Well, guess what… Based on the lousy performance of hedge funds over the past decade, these algorithmic edges don’t last very long.
Contrast this kind of edge with the edge of having a historical perspective throughout a lifetime. As the Harvard economist John Kenneth Galbraith observed, “The financial memory is very short.”
Turning Galbraith’s insight into advice means this: Studying financial history – and thereby lengthening your financial memory – will give you a lifelong investment edge that will far outlast the latest whiz-bang algorithm.
Here’s my favorite story about translating historical perspective into billions…
Shark Tank star Mark Cuban is a billionaire today because he knew financial history. Cuban made his first billion by selling his stake in dot-com bubble stock Broadcast to Yahoo.
But unlike many of his dot-com billionaire peers, Cuban also knew enough about financial manias to realize that the boom would turn inevitably to bust. So he carefully structured a trade that involved 286,000 options to preserve the value of his billion-dollar stake.
The takeaway…
Catchy, short-term predictions about a market or a stock are like intellectual junk food. They are sweet, addictive and hard to resist. But in the end, you’re left flabby, depressed and unsatisfied.

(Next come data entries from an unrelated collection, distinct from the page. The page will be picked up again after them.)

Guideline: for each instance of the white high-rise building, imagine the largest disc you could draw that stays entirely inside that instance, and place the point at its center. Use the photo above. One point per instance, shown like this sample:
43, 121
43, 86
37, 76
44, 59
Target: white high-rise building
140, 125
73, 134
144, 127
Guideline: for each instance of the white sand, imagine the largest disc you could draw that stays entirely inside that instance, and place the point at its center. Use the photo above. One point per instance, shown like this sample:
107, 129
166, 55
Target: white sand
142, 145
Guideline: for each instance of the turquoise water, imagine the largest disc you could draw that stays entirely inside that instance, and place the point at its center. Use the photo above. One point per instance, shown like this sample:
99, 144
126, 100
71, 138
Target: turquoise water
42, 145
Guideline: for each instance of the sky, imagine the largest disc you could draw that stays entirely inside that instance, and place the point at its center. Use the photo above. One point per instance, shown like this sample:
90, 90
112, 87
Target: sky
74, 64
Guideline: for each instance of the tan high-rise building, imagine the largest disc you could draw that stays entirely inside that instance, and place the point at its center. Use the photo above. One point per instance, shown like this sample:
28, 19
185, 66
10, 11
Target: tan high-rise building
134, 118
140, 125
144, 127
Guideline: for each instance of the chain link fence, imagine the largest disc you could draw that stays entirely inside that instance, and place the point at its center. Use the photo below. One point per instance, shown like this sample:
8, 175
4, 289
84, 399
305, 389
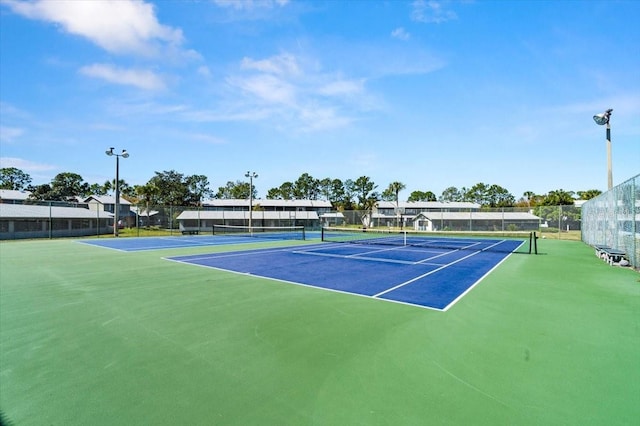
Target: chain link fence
613, 220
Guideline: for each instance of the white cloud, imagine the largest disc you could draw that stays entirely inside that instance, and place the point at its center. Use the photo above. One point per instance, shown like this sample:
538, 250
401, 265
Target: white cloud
24, 165
10, 134
283, 64
400, 33
431, 12
266, 87
250, 4
122, 27
143, 79
204, 71
342, 87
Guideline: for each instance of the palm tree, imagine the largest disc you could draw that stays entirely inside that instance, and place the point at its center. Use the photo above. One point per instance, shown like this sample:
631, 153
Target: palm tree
395, 188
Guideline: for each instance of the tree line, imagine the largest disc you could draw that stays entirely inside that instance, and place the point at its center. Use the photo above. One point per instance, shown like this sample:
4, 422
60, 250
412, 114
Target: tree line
174, 188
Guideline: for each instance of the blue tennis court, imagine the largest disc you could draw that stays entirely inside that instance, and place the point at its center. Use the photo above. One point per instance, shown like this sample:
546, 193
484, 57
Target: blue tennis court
170, 242
425, 277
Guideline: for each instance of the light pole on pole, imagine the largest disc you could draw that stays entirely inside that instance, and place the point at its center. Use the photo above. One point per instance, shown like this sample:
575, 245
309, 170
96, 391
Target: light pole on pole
123, 154
250, 175
603, 119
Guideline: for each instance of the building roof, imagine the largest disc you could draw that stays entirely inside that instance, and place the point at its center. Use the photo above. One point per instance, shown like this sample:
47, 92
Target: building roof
428, 205
106, 199
25, 211
267, 203
244, 215
477, 215
10, 194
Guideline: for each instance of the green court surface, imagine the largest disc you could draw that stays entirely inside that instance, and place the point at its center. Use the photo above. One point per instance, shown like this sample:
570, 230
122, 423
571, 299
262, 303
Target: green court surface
91, 336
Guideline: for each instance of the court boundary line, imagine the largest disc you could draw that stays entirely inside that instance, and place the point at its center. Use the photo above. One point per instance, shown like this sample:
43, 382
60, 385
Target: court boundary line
311, 286
189, 260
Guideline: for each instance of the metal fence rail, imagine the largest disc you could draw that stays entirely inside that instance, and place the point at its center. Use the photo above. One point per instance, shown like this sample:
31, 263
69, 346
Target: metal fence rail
613, 220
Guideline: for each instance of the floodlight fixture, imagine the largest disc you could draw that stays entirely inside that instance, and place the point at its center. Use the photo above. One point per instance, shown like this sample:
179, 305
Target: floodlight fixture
123, 154
251, 176
603, 119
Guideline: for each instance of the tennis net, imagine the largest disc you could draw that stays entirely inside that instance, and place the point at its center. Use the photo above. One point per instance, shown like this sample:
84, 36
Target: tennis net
507, 242
276, 232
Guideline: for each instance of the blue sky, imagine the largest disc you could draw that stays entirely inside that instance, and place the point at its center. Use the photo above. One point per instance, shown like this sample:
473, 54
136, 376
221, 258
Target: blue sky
429, 93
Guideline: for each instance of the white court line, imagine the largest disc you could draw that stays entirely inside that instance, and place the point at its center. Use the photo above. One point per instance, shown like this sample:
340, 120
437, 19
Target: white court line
424, 275
356, 257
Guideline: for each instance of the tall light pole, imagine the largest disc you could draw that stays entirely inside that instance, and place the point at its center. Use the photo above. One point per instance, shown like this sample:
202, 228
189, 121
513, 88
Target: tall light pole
603, 119
250, 175
123, 154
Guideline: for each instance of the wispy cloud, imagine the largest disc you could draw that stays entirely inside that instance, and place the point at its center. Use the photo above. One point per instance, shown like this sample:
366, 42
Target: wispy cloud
432, 12
142, 79
10, 134
250, 4
283, 64
120, 27
25, 165
400, 33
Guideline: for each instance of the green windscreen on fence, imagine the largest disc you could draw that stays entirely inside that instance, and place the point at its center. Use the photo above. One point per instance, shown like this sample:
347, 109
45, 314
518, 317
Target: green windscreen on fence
613, 220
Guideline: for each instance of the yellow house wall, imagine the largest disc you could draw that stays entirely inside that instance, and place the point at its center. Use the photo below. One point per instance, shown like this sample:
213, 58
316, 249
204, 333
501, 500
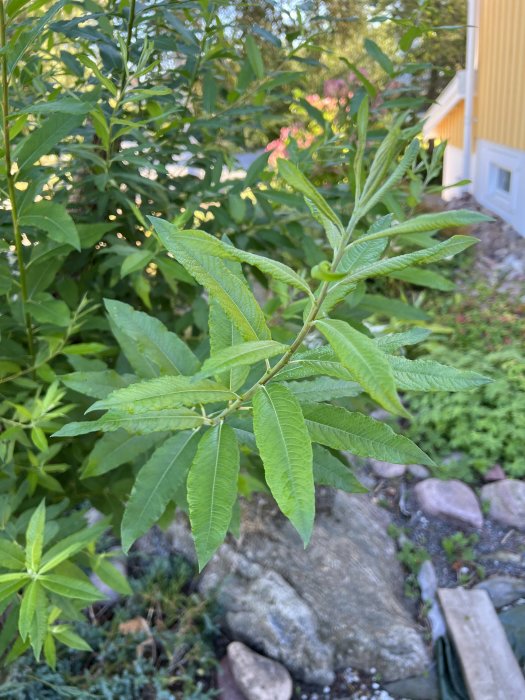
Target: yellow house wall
450, 128
500, 112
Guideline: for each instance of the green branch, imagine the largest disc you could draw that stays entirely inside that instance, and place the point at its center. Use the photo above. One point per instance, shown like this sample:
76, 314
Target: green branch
11, 182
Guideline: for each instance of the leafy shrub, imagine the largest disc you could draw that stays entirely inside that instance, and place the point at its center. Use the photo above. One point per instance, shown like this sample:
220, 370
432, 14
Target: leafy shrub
169, 654
486, 426
131, 283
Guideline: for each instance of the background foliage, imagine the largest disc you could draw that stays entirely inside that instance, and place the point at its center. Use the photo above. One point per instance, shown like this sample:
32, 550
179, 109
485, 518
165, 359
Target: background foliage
114, 112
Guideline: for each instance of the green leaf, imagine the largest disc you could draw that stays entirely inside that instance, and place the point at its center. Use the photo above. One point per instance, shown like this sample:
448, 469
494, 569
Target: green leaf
27, 37
150, 422
330, 471
96, 384
361, 254
30, 600
328, 388
35, 537
427, 375
50, 652
243, 354
212, 489
255, 57
115, 449
445, 249
44, 309
71, 545
234, 295
375, 189
424, 278
382, 306
365, 361
156, 485
147, 344
319, 207
286, 451
378, 56
224, 334
205, 244
165, 392
429, 222
11, 556
69, 587
42, 139
312, 363
54, 219
10, 584
340, 429
333, 231
32, 621
395, 341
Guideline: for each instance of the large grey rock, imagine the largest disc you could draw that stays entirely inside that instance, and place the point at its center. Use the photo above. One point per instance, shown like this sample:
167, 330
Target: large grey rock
503, 590
226, 685
258, 678
338, 603
452, 500
265, 611
507, 502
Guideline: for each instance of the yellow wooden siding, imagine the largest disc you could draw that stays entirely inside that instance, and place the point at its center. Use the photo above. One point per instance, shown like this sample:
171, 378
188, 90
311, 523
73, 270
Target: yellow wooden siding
450, 128
500, 112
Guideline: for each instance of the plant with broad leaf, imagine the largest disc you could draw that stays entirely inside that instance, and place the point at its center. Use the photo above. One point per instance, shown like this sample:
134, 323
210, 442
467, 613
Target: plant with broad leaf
47, 584
260, 392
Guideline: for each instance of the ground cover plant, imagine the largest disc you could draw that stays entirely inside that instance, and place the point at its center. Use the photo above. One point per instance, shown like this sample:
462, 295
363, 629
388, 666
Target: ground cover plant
483, 328
205, 311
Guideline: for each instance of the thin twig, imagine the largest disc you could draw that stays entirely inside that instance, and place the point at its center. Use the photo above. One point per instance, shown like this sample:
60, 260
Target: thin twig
11, 183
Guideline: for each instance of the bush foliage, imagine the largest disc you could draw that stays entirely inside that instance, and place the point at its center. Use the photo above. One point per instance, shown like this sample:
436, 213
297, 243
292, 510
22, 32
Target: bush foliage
215, 314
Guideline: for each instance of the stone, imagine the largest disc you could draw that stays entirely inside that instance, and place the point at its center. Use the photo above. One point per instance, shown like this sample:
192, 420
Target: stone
503, 590
385, 470
506, 501
452, 500
428, 585
495, 473
228, 688
264, 610
258, 677
418, 471
338, 603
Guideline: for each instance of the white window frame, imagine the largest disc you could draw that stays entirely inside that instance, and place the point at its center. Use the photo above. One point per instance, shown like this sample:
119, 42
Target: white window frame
500, 158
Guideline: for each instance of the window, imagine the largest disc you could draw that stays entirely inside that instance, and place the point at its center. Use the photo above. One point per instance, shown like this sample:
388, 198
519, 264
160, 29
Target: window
503, 180
500, 181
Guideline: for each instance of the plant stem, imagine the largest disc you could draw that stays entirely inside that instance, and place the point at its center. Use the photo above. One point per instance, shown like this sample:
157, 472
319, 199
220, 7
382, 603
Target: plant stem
307, 326
11, 183
129, 36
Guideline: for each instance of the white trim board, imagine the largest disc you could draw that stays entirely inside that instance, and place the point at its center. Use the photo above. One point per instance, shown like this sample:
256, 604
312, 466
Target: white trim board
509, 203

In contrast, when I read an excellent history book, it’s like gorging on intellectual superfood. Afterward, I feel like I’ve gained 20 investment IQ points.
The lesson?
To become a professional investor, go to the University of Chicago’s Booth School of Business and become fluent in modern financial theory’s alphabet soup of DCF (discounted cash flow), CAPM (capital asset pricing model), ROE (return on equity), ROA (return on assets) and PEG (price-to-earnings to growth) from Nobel Prize-winning professors.
But to be a successful investor, curl up with a stack of books by Paul Johnson and become fluent in history.
Good investing,
Nicholas
P.S. I am currently rereading Paul Johnson’s Modern Times: The World From the Twenties to the Nineties, my favorite history of the 20th century.